递归-从列表中删除重复项

Question

The question is to write a recursive function that Removes duplicates from the list.

Hint: it can be implemented with two auxiliary functions.

The list contains one and only one of each value formerly present in the list. The first occurrence of each value is preserved.

Implement and test a recursive version of this method

def clean(self):

    key_node = self._front

    while key_node is not None:
        # Loop through every node - compare each node with the rest
        previous = key_node
        current = key_node._next

        while current is not None:
            # Always search to the end of the list (may have > 1 duplicate)
            if current._value == key_node._value:
                # Remove the current node by connecting the node before it
                # to the node after it.
                previous._next = current._next
                self._count -= 1
            else:
                previous = current
            # Move to the _next node.
            current = current._next
        # Check for duplicates of the _next remaining node in the list
        key_node = key_node._next
    return

And this is what I have so far, I don't understand what is auxiliary functions:

def clean(list):
   i = 1
   if len(list) == 0:
     return []
   elif len(list) == 1:
      return list
   elif list[i] == list[i-1]:
       del list[i]
    return clean(list[i:])

Example: for list = [1,2,2,3,3,3,4,5,1,1,1] , the answer is [1,2,3,4,5,1]

Answer 1

Here is one function that calls a another, recursive function and produces the result you want. I suppose you could call clean2 an auxiliary function, although, like you, I don't know exactly what that's supposed to mean. It's a rather ridiculous piece of code but it doesn't use any standard library functions and it modifies x in place. I would expect it to be horribly inefficient.
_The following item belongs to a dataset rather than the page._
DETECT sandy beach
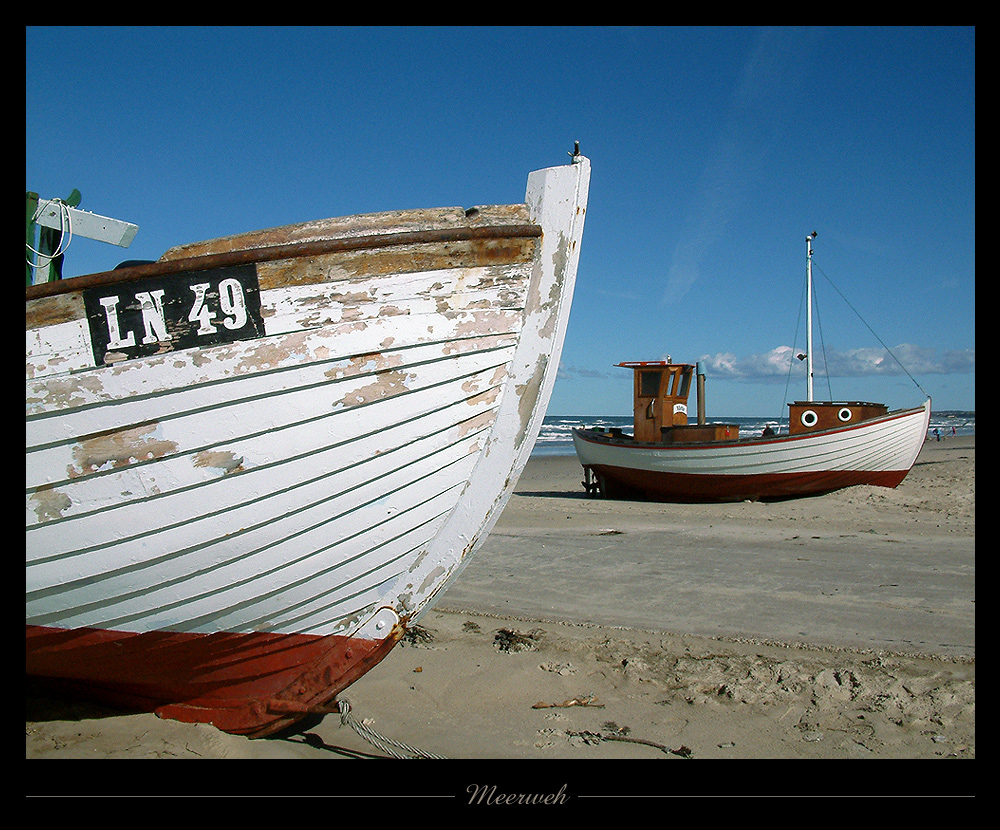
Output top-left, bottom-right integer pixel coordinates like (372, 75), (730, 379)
(26, 437), (976, 797)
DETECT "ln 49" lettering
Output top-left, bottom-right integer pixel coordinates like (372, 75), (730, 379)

If I wrote this for my day job I'd probably resign.

def clean(x):
    clean2(x, 1)

def clean2(x, i):
    if i >= len(x):
        return
    if x[i] == x[i - 1]:
        del x[i]
        clean2(x, i)
    else:
        clean2(x,i+1)


the_list = [1,2,2,3,3,3,4,5,1,1,1]
clean(the_list)
print(the_list)

>>> [1,2,3,4,5,1]

Answer 2

Here's a recursive definition using an auxiliary function go to actually implement the recursion. The idea is that the outer clean function can take any iterable object (eg a list) and it always produces a list of values:

def clean(iterable):
    def go(iterator, result):
        try:
            x = next(iterator)
            if result == [] or result[-1] != x:
                result.append(x)
            return go(iterator, result)
        except StopIteration:
            return result

    return go(iter(iterable), [])

clean just invokes a locally-defined go function, passing an iterator and the eventual result value (initially an empty list). go then tries to advance the iterator and compares the referenced value with the end of the result : if it's different (or if the result is empty), the value is appended. go then recurses.